The earth 50 million years ago

The earth 50 million years ago

Science is not certain exactly how they do it.  Some elegant experiments have tried.  Perhaps it has something to do with the position of the sun in the sky?  No.  Make the birds fly only at night and they unerringly find their way home.  Maybe they navigate by stars?  No.  Make them fly only during the day and home they go.  Subtle fluctuations in the earth’s magnetic field?  Possibly.  But put them in a screwed up magnetic field and they orient in the right direction to go where they are supposed to go.  Tiny maps in an onboard computer?  Could be. but scientists have played games with bird brains and still they go home.
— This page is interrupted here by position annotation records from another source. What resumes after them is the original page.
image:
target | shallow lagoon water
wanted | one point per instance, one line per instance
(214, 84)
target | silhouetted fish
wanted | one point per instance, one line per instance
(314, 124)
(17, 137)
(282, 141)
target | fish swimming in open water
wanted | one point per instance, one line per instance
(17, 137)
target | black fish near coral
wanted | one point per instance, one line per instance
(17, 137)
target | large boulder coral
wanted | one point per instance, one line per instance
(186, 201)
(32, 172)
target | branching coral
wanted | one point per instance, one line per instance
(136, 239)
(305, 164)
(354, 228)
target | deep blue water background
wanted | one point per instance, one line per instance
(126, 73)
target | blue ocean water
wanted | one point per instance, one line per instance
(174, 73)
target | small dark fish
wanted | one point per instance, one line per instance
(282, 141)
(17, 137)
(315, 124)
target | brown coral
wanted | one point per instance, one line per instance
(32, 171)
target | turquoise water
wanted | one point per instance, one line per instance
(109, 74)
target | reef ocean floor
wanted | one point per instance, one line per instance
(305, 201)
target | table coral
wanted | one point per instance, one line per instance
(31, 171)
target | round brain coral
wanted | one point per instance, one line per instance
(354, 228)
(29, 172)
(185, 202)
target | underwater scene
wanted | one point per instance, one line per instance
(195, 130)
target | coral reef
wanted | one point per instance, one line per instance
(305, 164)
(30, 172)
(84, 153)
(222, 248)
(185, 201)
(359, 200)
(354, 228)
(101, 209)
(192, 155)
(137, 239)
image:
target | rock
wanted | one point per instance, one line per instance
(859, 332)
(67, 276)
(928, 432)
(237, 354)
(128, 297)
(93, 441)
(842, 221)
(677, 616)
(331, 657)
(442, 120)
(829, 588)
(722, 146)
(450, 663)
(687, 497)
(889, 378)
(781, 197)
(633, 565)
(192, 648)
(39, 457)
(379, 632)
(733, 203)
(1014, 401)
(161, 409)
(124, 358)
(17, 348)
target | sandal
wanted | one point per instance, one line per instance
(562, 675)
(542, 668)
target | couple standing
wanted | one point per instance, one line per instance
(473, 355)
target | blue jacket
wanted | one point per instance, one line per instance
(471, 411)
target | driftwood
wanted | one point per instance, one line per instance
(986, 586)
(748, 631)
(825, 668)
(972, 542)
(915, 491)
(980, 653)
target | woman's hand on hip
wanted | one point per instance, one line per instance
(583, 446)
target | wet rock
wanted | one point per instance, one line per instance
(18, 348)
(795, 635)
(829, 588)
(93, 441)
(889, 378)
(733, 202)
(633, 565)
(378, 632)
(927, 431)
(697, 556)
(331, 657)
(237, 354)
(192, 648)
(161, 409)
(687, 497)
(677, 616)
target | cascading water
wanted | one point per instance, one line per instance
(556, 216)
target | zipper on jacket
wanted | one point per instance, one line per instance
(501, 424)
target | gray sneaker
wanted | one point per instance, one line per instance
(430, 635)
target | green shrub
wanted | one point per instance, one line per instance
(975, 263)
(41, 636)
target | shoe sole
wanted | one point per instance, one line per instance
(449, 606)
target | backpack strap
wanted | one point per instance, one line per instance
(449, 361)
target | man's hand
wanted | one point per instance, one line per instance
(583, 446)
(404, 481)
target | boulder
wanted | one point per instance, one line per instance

Most likely it is a combination of all of the above.  They fly thousands of miles and return to the same square foot of earth they left months earlier.  Some can even do it even though they’ve never been there before.  Many bird species migrate without parents teaching their offspring where to go, yet the youngsters get there all the same.  They fly in such numbers that they are visible as huge clouds on radar screens.

Weather Radar Image of Migrating Birds

Weather Radar Image of Migrating Birds

Of course, birds are stellar navigators.  Raise homing pigeons in a mobile loft and send them off to forage one morning and then, while they are gone, move their home to the next county and they will show up at the relocated loft in time for dinner.  Nobody knows for sure how they do that either.  Not all of life’s questions have been answered.

Wonder is an underrated emotion and, as we’ve often said before, calling someone a “bird brain” is not an insult.